La respuesta a la primera: el hombre, la mujer íntegros y específicos, los que arrojan sombra, encastrados en la pluralidad de sus circunstancias. No solo la razón, no solo los impulsos biológicos, como si fueran sistemas mecánicos que giran desconectados de cualquier otro, sino la totalidad de la persona, que apenas ha sido tenido en cuenta por la gran tradición filosófica de los últimos siglos. De todas las circunstancias que constituyen al ser humano, el sentir es su experiencia originaria, o aquello que permite toda experiencia, el subsuelo de toda experiencia. El sentir como información sensorial, y también como palpitación de la emoción, como anhelo, dirección, empuje. “Yo lo siento: se vive toda vida”.
Unamunoi y Zambrano coinciden en eso: el sentir es el estallido a partir del cual se expanden nuestras vidas individuales. Sin engañarse: no es posible el regreso a un sentir primordial. No se puede plantear desprenderse de la razón, o la voluntad, o la inclinación moral. Ya estamos atravesados de razón; no se trata de negarla, sino de reconocer que está inervada de sentir. Durante siglos, la filosofía dominante ha sido una jirafa con las patas tan largas que ha olvidado que pisaba tierra y se creía solo cabeza: razonamiento puro y abstracción.
Ese tiempo, a principios del siglo XX, es un tiempo que ya se ha acabado.
Segundo Nacimiento
Esa toma de conciencia de la totalidad del ser humano es también toma de conciencia de del sentir y de la necesidad de sentido. Aquí es donde se hace más visible lo existencialista en María. Aunque es claramente cristiana, en ella eso no es algo dogmático, algo que momifica. Afirma la condición flotante del ser humano: el ser humano es homo viator, criatura en camino, como escribiría Gabriel Marcel, también existencialista cristiano. Escribe María: “Ni estamos acabados de hacer, ni nos es evidente lo que tenemos que hacer para acabarnos; no está prefijado cómo hemos de terminarnos a nosotros mismos”ii. La vida es descubrimiento, transformación,carne viva y caliente, improvisación o al menos vacilación, paso firme pero en vilo. Algo que sobrepasa el mundo militar de los juicios de Kant, o la visión panorámica del desfile del Espíritu de Hegel, por ejemplo. Todo eso será o no será así, pero al omitir la vivencia de lo impreciso, lo dubitativo, el deseo y el temor… deja una especie de hueso seco que no se parece a nosotrosiii.

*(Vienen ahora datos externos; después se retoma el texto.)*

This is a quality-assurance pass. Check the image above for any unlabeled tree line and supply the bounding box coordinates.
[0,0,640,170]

Esa libertad puede conducir en algún momento, a la crisis: el momento privilegiado de descubrimiento lo indeterminado y crudo de la vida. La crisis es el pozo del que sacar una verdad que se siente en la sangre, que transforma y de la que no podremos hablar. También es la evidencia de lo inacabado de la vida y de lo incapaces que son nuestras armaduras para separarnos del contacto con la vida, para ocultar nuestra vulnerabilidad. Evidencia, más que símbolo: el símbolo pertenece parcialmente al mundo del lenguaje, y tiene un lado tal vez calcificado. Aquí se nos quiere hablar de lo vivido a pelo, sin apoyo de esquemas, ni sistemas (que para María son el reverso intelectual de la angustia), ni expectativas. Animal que tiembla. Animal que descubre que flota más allá de sus fuerzas individuales. La entrega es total, tal vez, terrible. “En los instantes de crisis, la vida aparece al descubierto en el mayor desamparo, hasta llegar a causarnos rubor. En ellos el hombre siente la vergüenza de estar desnudo y la necesidad terrible de cubrirse con lo que sea”iv.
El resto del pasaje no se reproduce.